There is a notable absence of research examining the implications of NA in relation to anti-anxiety treatment clinical trials, and what research can be found often examines community samples and typically examines anxiety as a comorbidity within broader network models (e.g., Fisher et al., 2017; Jin et al., 2022; Levinson et al., 2017; Yohannes et al., 2022). While it is useful and informative to build an understanding of the relationship between anxiety and different comorbidities, a key limitation here is that it is not possible to determine important underlying network modelling assumptions (such as configural or metric invariance) of different anxiety measures (Christensen & Golino, 2021; Jamison et al., 2022). Configural invariance assesses the stability of a network model and exists when the network structure is consistent and sub-groups of nodes, called “communities”, are stable across moderating variables, such as age or sex. When configural invariance holds, it suggests the basic symptom network structure is comparable across groups. Metric invariance reflects the importance or “strength” of different nodes and exists when node strength remains similar across different moderating variables, indicating the influence of particular symptoms are similar across groups. These are important, as unless it can be demonstrated that configural and metric invariance exists in network models, clinicians and researchers may not be able to utilise NA to inform treatment plan design, as recommended treatments may not be appropriate for all participants or generalisable to the broader population.

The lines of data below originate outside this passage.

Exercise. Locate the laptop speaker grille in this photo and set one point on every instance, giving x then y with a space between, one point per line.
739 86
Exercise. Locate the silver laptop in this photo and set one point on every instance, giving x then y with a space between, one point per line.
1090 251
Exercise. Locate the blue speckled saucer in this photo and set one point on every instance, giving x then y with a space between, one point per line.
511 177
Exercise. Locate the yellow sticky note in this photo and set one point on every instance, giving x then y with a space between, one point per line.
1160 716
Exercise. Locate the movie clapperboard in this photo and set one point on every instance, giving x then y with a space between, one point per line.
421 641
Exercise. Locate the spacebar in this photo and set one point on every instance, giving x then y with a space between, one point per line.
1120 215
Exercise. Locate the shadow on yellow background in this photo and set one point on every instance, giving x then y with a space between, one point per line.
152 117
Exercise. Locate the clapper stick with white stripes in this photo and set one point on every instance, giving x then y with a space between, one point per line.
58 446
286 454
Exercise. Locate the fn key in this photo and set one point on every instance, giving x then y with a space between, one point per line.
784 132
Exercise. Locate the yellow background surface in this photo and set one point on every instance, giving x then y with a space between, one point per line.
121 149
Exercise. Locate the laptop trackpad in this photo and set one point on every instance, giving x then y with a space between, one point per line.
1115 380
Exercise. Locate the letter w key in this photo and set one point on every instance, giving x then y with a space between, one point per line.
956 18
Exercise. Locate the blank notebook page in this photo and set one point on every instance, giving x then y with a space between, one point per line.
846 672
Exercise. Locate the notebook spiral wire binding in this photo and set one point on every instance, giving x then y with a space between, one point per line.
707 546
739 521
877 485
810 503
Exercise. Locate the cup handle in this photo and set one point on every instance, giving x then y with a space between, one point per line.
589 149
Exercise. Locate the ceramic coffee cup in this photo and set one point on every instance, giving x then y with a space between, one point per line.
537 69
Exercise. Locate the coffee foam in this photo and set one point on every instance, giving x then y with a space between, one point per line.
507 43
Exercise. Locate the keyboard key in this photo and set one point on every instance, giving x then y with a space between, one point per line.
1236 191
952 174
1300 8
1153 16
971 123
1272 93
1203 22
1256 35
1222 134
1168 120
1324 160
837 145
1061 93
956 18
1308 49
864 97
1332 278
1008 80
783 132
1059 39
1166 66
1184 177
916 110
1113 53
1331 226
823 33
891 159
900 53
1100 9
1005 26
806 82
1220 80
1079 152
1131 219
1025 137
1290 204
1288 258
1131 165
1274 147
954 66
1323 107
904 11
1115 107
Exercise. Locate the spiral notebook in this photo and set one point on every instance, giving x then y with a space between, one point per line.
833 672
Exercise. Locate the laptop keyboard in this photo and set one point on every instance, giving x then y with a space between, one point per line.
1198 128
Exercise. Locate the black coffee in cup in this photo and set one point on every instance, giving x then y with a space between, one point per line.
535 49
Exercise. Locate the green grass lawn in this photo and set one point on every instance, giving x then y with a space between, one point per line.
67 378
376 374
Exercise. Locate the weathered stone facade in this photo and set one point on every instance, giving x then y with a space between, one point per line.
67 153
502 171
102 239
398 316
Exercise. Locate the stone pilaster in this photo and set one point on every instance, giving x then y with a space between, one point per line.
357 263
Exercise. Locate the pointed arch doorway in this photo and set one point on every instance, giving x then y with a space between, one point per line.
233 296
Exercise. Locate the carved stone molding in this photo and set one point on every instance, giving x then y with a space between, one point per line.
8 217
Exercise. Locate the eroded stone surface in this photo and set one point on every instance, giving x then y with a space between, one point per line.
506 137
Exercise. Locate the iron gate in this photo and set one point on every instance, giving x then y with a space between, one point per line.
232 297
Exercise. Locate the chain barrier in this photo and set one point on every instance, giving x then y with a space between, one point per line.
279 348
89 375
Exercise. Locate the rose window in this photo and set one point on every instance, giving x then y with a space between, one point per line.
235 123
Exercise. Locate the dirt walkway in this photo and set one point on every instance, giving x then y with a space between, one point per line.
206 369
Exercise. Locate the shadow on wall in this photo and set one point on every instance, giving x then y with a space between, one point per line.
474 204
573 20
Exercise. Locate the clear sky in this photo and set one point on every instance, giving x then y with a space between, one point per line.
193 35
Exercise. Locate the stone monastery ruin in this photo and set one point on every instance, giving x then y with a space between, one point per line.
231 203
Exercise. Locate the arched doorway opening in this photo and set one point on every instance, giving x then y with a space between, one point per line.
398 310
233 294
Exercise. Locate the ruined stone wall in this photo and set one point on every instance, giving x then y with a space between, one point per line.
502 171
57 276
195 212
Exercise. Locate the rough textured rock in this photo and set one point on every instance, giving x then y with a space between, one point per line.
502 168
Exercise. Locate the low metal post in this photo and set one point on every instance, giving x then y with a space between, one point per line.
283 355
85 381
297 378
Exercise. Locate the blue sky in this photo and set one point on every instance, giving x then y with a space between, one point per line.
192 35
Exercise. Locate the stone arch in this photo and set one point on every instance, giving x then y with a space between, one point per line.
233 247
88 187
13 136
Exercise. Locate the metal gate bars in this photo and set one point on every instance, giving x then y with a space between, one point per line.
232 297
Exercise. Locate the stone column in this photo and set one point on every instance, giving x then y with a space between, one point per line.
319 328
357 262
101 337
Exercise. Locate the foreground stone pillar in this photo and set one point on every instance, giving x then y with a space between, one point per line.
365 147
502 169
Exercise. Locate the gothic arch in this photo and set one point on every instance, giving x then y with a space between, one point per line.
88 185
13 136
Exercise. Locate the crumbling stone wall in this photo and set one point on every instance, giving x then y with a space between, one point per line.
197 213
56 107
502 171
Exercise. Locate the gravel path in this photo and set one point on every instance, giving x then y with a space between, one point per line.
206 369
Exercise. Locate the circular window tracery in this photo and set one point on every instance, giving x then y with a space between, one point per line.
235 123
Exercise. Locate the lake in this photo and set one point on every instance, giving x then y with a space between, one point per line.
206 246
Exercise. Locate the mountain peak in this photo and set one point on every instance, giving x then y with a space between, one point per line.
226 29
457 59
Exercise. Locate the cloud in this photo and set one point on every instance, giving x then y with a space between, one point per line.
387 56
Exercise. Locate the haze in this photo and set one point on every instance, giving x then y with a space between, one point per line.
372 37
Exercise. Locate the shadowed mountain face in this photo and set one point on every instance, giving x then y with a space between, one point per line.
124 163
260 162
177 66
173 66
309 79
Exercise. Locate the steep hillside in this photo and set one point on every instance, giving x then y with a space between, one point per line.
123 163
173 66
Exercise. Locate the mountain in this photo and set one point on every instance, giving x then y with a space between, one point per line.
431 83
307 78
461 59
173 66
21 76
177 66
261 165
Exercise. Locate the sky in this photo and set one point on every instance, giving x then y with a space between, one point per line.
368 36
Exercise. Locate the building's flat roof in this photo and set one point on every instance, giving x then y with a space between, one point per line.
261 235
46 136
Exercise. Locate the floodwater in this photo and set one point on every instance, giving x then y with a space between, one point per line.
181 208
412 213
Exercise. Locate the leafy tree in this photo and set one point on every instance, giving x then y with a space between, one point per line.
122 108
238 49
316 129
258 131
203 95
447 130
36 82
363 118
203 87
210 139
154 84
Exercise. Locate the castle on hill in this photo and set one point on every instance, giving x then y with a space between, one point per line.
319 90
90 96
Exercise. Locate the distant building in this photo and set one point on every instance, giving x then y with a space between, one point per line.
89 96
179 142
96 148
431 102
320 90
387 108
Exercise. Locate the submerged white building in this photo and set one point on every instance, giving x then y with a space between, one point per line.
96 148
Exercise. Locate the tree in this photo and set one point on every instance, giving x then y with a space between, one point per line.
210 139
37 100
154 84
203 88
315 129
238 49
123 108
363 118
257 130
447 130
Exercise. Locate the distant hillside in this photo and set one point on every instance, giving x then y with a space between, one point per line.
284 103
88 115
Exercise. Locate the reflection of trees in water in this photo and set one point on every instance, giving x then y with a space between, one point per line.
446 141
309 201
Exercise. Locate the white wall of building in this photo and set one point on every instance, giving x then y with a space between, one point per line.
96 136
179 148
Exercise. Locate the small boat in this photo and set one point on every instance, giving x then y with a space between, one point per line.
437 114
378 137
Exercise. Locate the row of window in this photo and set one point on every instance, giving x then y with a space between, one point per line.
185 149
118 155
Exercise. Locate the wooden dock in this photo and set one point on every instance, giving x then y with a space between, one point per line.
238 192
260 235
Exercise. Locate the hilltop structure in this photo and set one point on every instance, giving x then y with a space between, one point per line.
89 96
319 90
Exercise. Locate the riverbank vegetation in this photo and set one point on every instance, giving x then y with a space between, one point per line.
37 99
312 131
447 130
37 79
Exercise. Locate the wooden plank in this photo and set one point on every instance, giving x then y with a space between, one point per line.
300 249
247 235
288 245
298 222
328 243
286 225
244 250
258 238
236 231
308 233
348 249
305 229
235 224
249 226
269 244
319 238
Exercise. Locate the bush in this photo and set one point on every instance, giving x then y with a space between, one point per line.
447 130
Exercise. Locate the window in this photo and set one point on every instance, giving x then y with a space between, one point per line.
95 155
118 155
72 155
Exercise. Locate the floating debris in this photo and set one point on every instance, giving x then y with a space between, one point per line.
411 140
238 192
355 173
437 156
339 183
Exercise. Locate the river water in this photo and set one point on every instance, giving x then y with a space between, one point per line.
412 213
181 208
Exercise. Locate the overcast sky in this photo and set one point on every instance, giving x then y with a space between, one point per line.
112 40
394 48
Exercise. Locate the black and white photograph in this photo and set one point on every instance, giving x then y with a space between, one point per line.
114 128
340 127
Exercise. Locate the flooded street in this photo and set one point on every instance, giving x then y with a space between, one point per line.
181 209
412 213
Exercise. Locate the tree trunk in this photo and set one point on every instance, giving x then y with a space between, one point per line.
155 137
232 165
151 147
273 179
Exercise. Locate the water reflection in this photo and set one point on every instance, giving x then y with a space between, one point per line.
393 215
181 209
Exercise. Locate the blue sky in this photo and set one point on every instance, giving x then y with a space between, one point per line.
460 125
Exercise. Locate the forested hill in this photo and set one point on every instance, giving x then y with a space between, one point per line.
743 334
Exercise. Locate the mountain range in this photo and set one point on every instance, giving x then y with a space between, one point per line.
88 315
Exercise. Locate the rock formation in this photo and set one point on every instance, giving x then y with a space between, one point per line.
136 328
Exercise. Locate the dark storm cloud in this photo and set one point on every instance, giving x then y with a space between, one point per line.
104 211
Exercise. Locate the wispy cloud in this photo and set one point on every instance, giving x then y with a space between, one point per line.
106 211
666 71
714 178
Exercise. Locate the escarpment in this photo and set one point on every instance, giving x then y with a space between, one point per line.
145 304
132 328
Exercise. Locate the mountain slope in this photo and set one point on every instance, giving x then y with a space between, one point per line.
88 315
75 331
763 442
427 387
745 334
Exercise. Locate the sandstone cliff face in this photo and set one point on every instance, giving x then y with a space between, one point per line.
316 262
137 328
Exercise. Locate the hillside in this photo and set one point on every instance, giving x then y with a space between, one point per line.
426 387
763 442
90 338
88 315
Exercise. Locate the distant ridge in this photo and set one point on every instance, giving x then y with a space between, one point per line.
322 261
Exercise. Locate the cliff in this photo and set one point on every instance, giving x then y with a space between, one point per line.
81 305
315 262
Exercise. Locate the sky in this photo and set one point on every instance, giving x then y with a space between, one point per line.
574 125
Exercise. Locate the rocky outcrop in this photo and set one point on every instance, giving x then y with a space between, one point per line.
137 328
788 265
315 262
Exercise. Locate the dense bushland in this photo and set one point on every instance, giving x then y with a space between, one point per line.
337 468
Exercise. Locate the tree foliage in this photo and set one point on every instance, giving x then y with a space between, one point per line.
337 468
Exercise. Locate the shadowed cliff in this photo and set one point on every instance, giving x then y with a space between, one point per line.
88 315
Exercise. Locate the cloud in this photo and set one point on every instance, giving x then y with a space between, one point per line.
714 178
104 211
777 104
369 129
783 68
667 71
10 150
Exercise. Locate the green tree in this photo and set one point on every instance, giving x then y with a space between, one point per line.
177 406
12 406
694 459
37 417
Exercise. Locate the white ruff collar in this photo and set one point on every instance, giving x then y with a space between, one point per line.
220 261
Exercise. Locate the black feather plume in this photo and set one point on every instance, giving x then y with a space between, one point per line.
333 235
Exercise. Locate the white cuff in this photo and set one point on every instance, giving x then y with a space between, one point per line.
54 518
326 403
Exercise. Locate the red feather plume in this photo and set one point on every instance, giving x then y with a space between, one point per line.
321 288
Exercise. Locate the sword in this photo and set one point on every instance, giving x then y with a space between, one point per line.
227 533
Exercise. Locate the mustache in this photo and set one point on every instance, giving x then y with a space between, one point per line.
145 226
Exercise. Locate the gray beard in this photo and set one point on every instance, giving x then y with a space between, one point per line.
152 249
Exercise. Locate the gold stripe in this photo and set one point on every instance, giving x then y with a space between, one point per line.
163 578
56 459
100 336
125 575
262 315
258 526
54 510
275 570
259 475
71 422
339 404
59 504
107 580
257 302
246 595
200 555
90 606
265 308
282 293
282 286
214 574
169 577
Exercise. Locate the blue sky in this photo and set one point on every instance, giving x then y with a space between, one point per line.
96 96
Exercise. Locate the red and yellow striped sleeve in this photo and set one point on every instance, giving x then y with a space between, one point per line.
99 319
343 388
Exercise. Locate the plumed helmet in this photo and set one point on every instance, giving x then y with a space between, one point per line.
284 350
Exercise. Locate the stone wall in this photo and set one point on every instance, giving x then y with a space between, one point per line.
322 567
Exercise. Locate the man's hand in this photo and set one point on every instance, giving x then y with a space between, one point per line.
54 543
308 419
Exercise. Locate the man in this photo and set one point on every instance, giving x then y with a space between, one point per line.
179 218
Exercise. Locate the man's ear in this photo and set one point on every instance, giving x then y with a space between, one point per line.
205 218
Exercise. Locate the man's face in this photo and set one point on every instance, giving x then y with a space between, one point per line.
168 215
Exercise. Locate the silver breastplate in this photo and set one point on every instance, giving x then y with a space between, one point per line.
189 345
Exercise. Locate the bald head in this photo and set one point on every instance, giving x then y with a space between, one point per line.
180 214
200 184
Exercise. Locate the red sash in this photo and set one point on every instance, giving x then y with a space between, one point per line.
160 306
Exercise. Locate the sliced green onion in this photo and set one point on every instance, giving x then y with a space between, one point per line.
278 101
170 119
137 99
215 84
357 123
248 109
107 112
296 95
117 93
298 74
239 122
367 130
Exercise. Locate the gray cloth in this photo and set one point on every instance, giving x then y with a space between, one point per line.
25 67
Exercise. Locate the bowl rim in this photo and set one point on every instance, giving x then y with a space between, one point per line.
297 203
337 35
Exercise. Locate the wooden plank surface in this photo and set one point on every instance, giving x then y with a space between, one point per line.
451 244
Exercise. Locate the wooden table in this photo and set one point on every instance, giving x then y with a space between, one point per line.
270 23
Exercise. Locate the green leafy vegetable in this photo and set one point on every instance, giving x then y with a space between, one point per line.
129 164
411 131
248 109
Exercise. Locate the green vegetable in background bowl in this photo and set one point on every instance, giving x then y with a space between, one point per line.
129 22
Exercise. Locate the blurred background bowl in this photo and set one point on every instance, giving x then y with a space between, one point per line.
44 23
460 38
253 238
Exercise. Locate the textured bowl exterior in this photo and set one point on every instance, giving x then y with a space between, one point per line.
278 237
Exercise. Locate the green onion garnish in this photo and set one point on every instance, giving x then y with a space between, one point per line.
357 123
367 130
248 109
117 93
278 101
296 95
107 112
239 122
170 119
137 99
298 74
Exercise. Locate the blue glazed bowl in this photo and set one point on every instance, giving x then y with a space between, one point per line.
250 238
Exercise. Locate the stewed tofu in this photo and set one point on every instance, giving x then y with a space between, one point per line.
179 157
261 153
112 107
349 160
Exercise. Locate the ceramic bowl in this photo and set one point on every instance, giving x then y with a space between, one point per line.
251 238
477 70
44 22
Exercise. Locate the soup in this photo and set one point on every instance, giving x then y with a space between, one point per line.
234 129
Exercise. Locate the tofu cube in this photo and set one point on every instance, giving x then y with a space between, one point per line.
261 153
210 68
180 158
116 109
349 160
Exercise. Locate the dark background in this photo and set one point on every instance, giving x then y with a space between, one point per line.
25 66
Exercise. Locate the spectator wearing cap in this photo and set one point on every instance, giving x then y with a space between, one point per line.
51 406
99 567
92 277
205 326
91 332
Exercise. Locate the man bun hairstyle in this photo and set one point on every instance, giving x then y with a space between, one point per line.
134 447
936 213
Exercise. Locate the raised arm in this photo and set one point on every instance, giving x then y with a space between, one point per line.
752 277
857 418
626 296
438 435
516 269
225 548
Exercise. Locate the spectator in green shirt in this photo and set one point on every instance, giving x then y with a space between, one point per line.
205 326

This study aims to evaluate the suitability of NA for use in clinical trials by examining configural and metric invariance of commonly used outcome measures of anxiety. Specific aims are: (a) to specify network models for outcome measures frequently used in clinical trials of pharmacotherapies for anxiety pre- and post-treatment (b) to assess stability characteristics (i.e. configural invariance) of resulting models (c) to assess metric invariance of network models in relation to important moderating variables, and (d) to determine optimum outcome measures for use with NA methods in clinical trial settings by comparing stability and invariance indices of different measures.
This study will conduct secondary analyses of existing data from anxiolytic trials randomised trials. Individual participant data (IPD) will be accessed via the data repository Vivli.org (2024). We will specifically target treatment trials of generalised anxiety disorder (GAD), as measured using two commonly adopted outcome measures, namely the Hamilton Anxiety Rating Scale (HAM-A; Hamilton, 1960) and the Hospital Anxiety and Depression Scale- Anxiety subscale (HADS-A; Zigmond & Snaith, 1983). Preliminary searchers of the Vivli repository indicate that six GAD treatment trials (n=2,334) use each outcome measure, allowing for direct comparison of performance, and may be eligible for inclusion. Data will be collated according to outcome measure, with potential moderating variables representing age, sex, geographic location, treatment-type and symptom severity (as well as other such potential modifiers, as may be available in the data). Network models will be estimated pre- (baseline) and post-treatment (outcome). The post-treatment follow-up interval will be 8-weeks, in line with previous similar research and to maximise sample size (Byrne et al., 2025b; Byrne et al., 2025a; Cipriani et al., 2018; Doyle et al., 2023). Invariance at pre- and post-treatment will be assessed at two levels. Configural invariance will be assessed to ensure the structure of the model and constituent communities are stable across moderating variable groups. Metric invariance will be evaluated to determine whether node centrality for each symptom remains similar across moderating variable groups. If these measures prove to be unstable or non-invariant, further analyses will be undertaken to remove underperforming items in an attempt to specify optimal abbreviated network models. The abbreviated models will then be subject to invariance analyses to determine their suitability for use in clinical trial settings.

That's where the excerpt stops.